É o fim das produtoras de som? (David Bessler)

30.08.24

Depois do título apocalíptico e do ponto de interrogação para amenizar, é hora de trazer o assunto da vez como se fosse novidade: a inteligência artificial vai passar o rodo em geral. Dá para fazer locução direto no ElevenLabs, uma música no Udio e correr pro abraço.

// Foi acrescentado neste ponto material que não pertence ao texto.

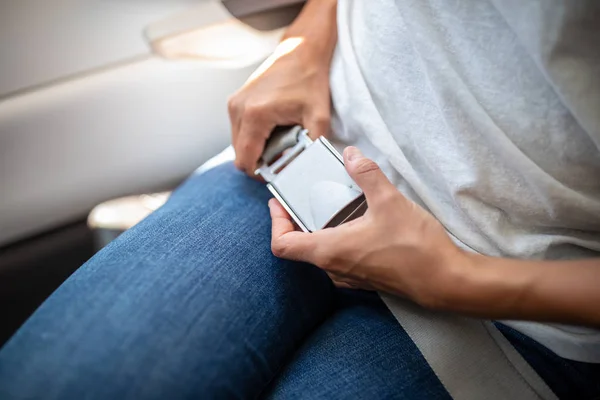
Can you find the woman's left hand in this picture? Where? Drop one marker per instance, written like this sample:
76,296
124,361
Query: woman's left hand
396,247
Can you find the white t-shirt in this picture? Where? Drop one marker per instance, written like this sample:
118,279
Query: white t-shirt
487,114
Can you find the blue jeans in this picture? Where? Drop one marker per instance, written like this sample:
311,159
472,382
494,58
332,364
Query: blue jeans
191,303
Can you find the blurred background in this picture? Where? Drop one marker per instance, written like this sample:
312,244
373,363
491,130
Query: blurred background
105,106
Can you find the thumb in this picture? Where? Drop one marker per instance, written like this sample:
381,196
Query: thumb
318,124
367,174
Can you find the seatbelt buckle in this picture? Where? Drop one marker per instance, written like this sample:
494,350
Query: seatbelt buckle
309,180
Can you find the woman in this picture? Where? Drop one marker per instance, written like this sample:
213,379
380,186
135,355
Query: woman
480,124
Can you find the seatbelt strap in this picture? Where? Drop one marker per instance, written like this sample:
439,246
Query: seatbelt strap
471,357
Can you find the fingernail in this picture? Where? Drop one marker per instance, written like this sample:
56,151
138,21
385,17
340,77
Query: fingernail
352,153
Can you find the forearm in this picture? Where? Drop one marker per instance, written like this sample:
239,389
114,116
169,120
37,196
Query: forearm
316,26
557,291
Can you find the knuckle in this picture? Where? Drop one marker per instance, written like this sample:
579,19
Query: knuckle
279,247
253,110
365,166
325,261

Na roda de debates sobre áudio do último Festival do Clube de Criação, senti muito esse tom fatalista e não resisti. Quando abriu para interação do público, pedi o microfone e coloquei a seguinte questão: a IA pode gerar mil músicas parecidas com as do Jimi Hendrix. Mas, antes de existir Jimi Hendrix, a IA nunca seria capaz de inventar um som como o dele. O mesmo com João Gilberto, Tame Impala ou Nicholas Britell (já puxando a sardinha pros trilheiros). Isso porque a IA parte sempre daquilo que já existe, gerando novas opções a partir de prompts, que por sua vez são criados por humanos.

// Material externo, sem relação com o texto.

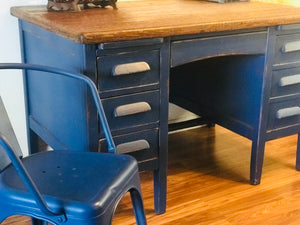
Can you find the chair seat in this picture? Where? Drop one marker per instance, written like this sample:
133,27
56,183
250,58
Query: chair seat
65,184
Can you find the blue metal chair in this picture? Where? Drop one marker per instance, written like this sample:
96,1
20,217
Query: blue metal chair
67,187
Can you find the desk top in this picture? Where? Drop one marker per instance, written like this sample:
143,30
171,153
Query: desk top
153,18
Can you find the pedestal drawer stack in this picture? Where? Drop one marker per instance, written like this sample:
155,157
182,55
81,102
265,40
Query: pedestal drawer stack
128,82
284,111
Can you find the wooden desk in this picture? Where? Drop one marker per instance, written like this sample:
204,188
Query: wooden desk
237,63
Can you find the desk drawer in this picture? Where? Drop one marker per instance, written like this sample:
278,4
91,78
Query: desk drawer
132,110
186,51
142,145
285,82
284,114
287,49
128,70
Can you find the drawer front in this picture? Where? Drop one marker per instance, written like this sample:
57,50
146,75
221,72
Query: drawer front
142,145
128,70
287,49
186,51
284,114
132,110
285,82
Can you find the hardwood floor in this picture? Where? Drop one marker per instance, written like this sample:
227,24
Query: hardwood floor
208,183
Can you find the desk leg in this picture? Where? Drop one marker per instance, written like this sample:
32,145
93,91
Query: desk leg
257,158
298,154
160,190
33,142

Então, ainda que a ferramenta de produção de som seja em IA, só um ser humano muito genial seria capaz de criar um prompt que gerasse sonoridades como essas pela primeira vez. E mesmo assim só talvez.

A IA também não parece ser capaz de olhar para um filme ainda sem som e pensar:

A cena de abertura fica melhor sem música, com sound design abafado e reverberação exagerada. Aí, entra o grito de um moleque fanho lá de longe e, exatamente uma semicolcheia depois, em 113 BPM, imitando o grito do moleque, entra a primeira nota de um violino tocando um harmônico artificial em pianíssimo. Na sequência, a música abre num sintetizador distorcido e vai ganhando momentum, chegando a uma pausa completa a partir do plano nº 39. Quando o ator diz ‘ui!’, a música passa a ficar gigante, com trombones, sintetizadores e um coral de barítonos que vai crescendo, crescendo e... Tum! Acaba.

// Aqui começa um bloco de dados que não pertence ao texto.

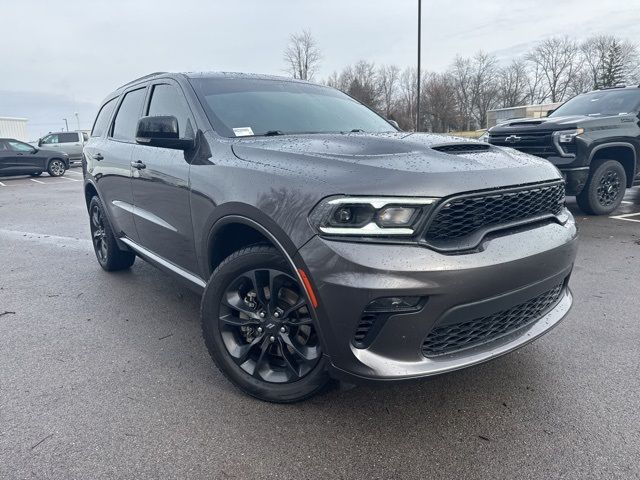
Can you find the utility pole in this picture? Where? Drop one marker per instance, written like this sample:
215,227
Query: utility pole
419,43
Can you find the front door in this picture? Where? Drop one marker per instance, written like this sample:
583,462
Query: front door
161,188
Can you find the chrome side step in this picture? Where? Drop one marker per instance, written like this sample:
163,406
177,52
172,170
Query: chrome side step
165,263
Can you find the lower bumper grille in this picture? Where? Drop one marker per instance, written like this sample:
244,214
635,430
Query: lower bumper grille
451,338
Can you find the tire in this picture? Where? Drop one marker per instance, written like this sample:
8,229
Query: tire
109,255
605,188
274,359
56,167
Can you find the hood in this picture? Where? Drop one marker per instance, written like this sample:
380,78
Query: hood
547,124
396,163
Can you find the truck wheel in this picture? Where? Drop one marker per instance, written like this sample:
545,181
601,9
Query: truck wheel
56,168
258,327
605,188
109,255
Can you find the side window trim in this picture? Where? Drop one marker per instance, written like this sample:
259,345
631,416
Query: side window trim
114,115
178,87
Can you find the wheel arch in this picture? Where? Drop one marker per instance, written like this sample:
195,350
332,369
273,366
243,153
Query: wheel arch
623,152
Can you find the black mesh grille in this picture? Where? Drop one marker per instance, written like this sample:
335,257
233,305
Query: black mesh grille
451,338
362,330
464,216
462,148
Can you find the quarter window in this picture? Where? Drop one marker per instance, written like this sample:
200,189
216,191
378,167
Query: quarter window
71,137
124,125
102,120
168,100
49,139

Ok, me empolguei. Mas o ponto é: a mera execução pode sim ser substituída em grande parte. Já o pensamento criativo, estético, narrativo e a visão do compositor, do produtor musical e do sound designer, ainda mais quando feitos em alto nível, são e sempre serão completamente insubstituíveis.

Se é esse o caso, por que tem tanta gente intranquila? Bom, algo que sempre me incomodou na forma como o mercado publicitário costuma tratar as produtoras de som é encará-las como uma espécie de prêmio de consolação. Ah, queria uma música tipo Beatles. Pra Beatles a gente não tem budget, mas faz tipo Beatles. “Tipo”, “que nem”, “no estilo de”, tudo isso pra dizer que deve ser quase tão bom quanto. Quase.

Perceba que, num mercado que se diz essencialmente criativo, existe toda uma categoria dedicada a quase imitar. Imitar bem. Imitar com maestria. Imitar com a malandragem de quem consegue passar tudo o que precisa sem cometer plágio. E essas produtoras, incríveis na habilidade de copiar sem copiar, são muitas vezes consideradas as melhores: “Uau, ficou incrível! Que nem o ___”.

Essa alfinetada toda é pra dizer o seguinte: precisamos nos transformar em CRIADORAS DE SOM. Produzir bem produzido é uma arte e tem seu valor. Mas é na criação que a gente gera valor real para uma campanha, um filme, uma marca.

Se isso não for feito naturalmente por princípios, que seja artificialmente. Por inteligência.

David Bessler, sócio e diretor musical da Halley Sound

Para você não esquecer: vem aí o Festival do Clube de Criação com um lineup incrível. Os ingressos já estão disponíveis. Adquira o seu por meio da plataforma Sympla. O atual lote, com desconto, é limitado. Portanto, garanta sua participação o quanto antes, clicando aqui. Agências, produtoras, anunciantes comprem também seu lote de ingressos o quanto antes (aqui). Nos vemos no Memorial da América Latina nos dias 12 e 13 de outubro, sábado e domingo. Interessados em patrocinar o evento procurem o washington@clubedecriacao.com.br. Até lá.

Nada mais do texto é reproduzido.